Although a Democrat has not carried Texas since 1976, recent public and private polls suggest a highly competitive race, with some surveys showing Mr. Biden up narrowly and others showing Mr. Trump enjoying a small lead.
Yet even as leading figures in both parties urge their respective presidential nominees to take Texas seriously, the campaigns are still reluctant to spend precious remaining time and money there. Neither Mr. Trump nor Mr. Biden is expected to appear in the state before the election, the president has not spent a cent on television commercials, and until this week Mr. Biden had resisted advertising in Texas’ two largest markets, Houston and Dallas-Fort Worth.
Though the state isn’t essential to a Biden victory, Democrats have been more aggressive here. Mr. Biden is dispatching his running mate, Senator Kamala Harris, to Texas on Friday, and Democrats have also planned a multicity bus tour across the state. A pair of Democratic billionaires, Dustin Moskovitz and Michael R. Bloomberg, have separately poured money into the state at the 11th hour.

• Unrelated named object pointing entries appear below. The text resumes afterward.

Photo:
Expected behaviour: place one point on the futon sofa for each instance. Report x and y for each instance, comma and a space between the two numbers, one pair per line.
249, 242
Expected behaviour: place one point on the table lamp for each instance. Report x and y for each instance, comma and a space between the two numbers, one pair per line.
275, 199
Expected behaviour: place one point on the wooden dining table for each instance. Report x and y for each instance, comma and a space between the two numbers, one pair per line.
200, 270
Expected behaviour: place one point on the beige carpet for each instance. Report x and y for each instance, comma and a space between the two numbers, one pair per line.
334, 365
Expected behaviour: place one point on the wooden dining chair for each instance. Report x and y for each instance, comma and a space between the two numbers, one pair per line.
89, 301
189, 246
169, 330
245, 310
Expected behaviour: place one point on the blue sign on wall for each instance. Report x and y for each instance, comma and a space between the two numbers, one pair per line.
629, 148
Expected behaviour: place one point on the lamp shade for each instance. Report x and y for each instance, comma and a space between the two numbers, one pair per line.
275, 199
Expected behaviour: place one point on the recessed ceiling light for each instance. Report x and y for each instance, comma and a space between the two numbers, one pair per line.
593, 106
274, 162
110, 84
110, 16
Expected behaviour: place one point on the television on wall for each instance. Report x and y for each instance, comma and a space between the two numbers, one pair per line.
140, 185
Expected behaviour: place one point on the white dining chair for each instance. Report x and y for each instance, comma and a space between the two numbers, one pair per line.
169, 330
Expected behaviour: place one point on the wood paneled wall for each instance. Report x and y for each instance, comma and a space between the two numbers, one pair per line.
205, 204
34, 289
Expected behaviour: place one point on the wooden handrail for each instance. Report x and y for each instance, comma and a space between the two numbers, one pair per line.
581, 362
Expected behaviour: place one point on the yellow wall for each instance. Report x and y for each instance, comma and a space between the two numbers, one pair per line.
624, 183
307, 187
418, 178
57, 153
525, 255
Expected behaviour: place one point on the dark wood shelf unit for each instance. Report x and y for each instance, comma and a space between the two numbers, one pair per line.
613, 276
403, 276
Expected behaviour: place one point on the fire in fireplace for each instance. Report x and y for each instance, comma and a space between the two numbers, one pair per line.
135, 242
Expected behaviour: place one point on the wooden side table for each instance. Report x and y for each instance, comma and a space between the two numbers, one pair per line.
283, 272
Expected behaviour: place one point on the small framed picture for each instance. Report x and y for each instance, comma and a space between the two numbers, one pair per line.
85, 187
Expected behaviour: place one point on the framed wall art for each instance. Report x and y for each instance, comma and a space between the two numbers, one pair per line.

Senator John Cornyn, a Republican facing his own difficult race against M.J. Hegar, said Wednesday that “the thing that worries me the most” is the Democrats’ late spending, predicting that he would be “outspent by more than 2-to-1.”
The stakes here are, well, Texas-sized.
A Biden win would doom Mr. Trump’s chances for re-election. More significantly, it would herald the arrival of a formidable multiracial Democratic coalition in the country’s largest red state. That would hand the Democrats an electoral upper hand nationwide and all but block Republicans from the White House until they improve their fortunes with college-educated white voters, younger people and minorities.
It’s those demographics that are imperiling Mr. Trump in Texas.
Recent polls, soaring early vote participation in the state’s most populous counties, and more than 50 interviews with Texans in three pivotal regions point to an increasingly competitive race because of a spike in turnout by an electorate that is diverse, loathes the president and makes a mockery of his pistols-and-petroleum stereotype of the state.